Summary: Lingering armed conflicts have kept 40 per cent of African children out of school, according to a global report released recently in Kinshasa, capital of the Democratic Republic of Congo. The 2011 Education For All (EFA) Global Monitoring Report, which focuses on crisis and their underlying causes, said the impact of armed conflicts on education had been widely neglected, becoming a “hidden crisis” which is “reinforcing poverty, undermining economic growth and holding back the progress of nations”. The report was presented at the 26-28 July Kinshasa Round Table on “Education, Peace and Development”, organised by the Association for the Development of Education in Africa (ADEA).
It said an estimated 46 million African children “have never set foot in a classroom”; that 15 out of the 35 nations affected by armed conflict from 1999 to 2008 are in sub-Saharan Africa, and that physical trauma and stigmatization faced by children are “sources of profound and lasting disadvantage in education”.
The report quoted evidence from Sierra Leone as pointing to conflict-related post-traumatic stress disorder as “a frequent source of impaired learning and poor achievement in school.”
“Although the intensity, scale and geographic extent of the violence vary, protracted armed conflicts are common,” said the report, which was presented by Sherri Le Mottee, from the Inter-Agency Network for Education in Emergency (INEE).
Le Mottee explained that another common aspect is the fact that children and schools were on the front line of armed conflicts, with classrooms, teachers and pupils seen as legitimate targets.
For example, she said, most of Sierra Leone’s education infrastructure were destroyed in its civil war, with 60 percent of primary schools still requiring rehabilitation, while 60 schools were closed in 2009 in Mogadishu, Somalia, and at least ten were occupied by armed forces.
Somalia, together with Central African Republic, Chad and DRC, are said to be among the 24 countries in the world with records of the use of child soldiers and where the military recruitment of children from schools is common.
In 2007, for instance, the United Nations Mission in the DRC reported that hundreds of children were serving on the front line in North Kivu province, and that many were forcibly recruited from classrooms, leading to the schools’ closure in some cases.
Furthermore, rape and other acts of sexual violence were widely used as instruments of war in countries like Liberia and Sierra Leone as well as during the genocide in Rwanda, the report said.

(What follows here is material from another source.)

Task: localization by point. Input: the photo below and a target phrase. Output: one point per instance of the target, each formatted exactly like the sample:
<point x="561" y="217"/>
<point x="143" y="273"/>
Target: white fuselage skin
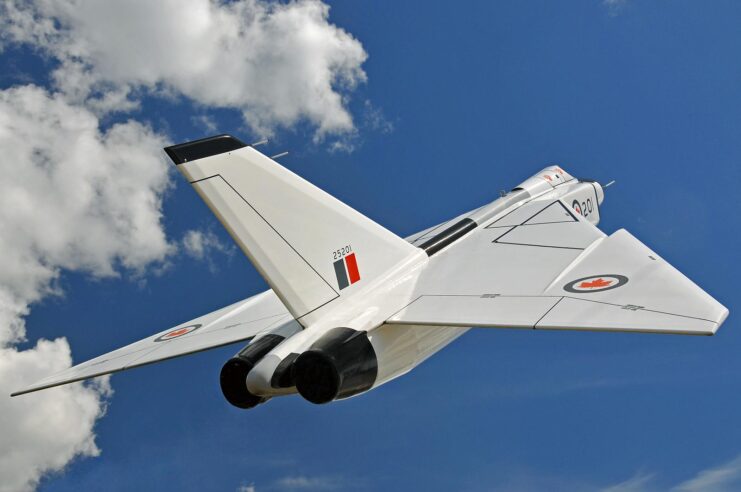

The Kinshasa conference was organised by ADEA’s Inter-Country Quality Node for Peace Education (ICQNPE), together with the Ministries of Education of Kenya and DRC and UNESCO’s Africa regional chapter (BREDA).
The Round Table focused on the role of education in promoting and consolidating peace and sustainable development.
Participants came from seven African countries in situations of conflict or fragility (Burkina Faso, Côte d’Ivoire, DRC, Liberia, Kenya, Somalia and Zimbabwe) as well as from international institutions engaged in supporting peace education in Africa.